A public hearing for the Plan 7 proposed redistricting map is set for Thursday, March 21.
St. Petersburg City Councilors unanimously approved setting a public hearing date at last week's council meeting. Council has until May 12 to complete redistricting. A nine-person redistricting commission voted 5-4 last month for Plan 7 and presented that last week.
On Thursday, a lengthy debate about the impact of redistricting on incumbents and the upcoming election broke out after Nick Finzer, the campaign manager for city council candidate Dr. David McKalip, read a statement pointing at a system aimed at keeping incumbents in office and stated he moved in order to run in November.
"Dr. McCaleb asks that you unanimously reject the proposal of the commission as it does not follow the law on compactness and subordinated this primary objective of redistricting to protecting the seats of incumbent council members. You should be aware that the commission was misinformed on several occasions that they were required to keep incumbents in their seat based on the opinion of the city staff and legal department." Finzer read.
The statement added, "The commissioners were denied review of a map by council chair Dr. Lucas."
"These maps are not valid, protect incumbents at the expense of other more important criteria and divide neighborhoods. This council should do the right thing and unanimously reject these maps." Finzer read.
The statement also announced that Dr. McKalip has taken up residence in a new district to ensure he will be able to run for office in November. Under Plan 7, McKalip would be drawn out of District 4, forcing him off the ballot.

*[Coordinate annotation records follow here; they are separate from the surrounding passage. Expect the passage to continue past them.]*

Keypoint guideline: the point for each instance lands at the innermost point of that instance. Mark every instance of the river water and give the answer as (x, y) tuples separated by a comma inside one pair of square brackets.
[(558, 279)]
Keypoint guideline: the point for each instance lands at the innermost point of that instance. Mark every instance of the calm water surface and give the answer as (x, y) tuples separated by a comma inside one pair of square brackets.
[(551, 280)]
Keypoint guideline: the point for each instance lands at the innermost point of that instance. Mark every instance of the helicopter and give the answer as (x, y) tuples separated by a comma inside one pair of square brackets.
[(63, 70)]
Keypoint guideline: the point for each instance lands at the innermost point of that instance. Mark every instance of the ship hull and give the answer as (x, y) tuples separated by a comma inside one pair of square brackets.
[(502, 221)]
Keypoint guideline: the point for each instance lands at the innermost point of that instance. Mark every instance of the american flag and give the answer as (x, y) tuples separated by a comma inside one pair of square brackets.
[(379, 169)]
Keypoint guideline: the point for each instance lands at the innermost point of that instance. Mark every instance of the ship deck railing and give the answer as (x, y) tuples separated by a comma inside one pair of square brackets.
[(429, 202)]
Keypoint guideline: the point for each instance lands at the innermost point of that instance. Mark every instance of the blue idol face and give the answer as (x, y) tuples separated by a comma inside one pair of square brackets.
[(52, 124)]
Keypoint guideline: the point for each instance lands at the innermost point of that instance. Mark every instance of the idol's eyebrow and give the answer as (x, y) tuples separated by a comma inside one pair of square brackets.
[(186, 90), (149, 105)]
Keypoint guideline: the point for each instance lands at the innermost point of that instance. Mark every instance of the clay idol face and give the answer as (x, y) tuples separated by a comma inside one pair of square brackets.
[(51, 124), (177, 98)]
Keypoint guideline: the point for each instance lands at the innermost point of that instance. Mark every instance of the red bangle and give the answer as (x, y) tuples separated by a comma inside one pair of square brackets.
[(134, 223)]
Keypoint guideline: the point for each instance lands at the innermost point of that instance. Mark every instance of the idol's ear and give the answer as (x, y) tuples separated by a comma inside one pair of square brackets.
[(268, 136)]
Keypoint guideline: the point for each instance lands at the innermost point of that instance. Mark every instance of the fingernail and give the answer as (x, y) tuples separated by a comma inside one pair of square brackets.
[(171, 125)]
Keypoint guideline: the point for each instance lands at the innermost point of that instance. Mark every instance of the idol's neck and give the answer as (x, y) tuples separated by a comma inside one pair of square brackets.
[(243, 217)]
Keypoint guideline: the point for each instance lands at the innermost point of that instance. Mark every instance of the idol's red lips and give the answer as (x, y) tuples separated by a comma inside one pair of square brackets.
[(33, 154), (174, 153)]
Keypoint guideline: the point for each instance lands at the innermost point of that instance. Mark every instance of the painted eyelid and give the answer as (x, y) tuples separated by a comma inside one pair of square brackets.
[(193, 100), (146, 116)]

At the meeting, Council Member Steve Kornell said he had a real problem with the idea of staff not allowing the redistricting commission to view a map. "My problem is going to be with staff who said no to that map, if indeed that was a legal map." Kornell said. He called for council to discuss this at a workshop, which Councilor Leslie Curran eventually made a motion to have later in the meeting. As a result, council will hold a workshop at a future date. They hope to have it within 30 days.
During the discussion, council was advised that if a councilor were drawn out of a district, he or she would be removed from council upon the approval of the new map. This concern had not been brought up until now because this was the first time a public commission decided the maps and not council, officials said.
St. Pete resident Matt Florell addressed council and said that the redistricting council made several suggestions about the process and those suggestions should be included in the future process. Florell said they should start the redistricting process earlier and allow councilors who may be drawn out of their districts to finish their terms.
"More flexibility should be allowed to split county voting precincts to allow for more compact districts and for neighborhoods split by precinct boundaries to possibly be kept together," Floral added.
Due to the concerns brought forward councilors unanimously agreed to discuss the issue further in a workshop and to allow public comment on Thursday, March 21 at City Hall.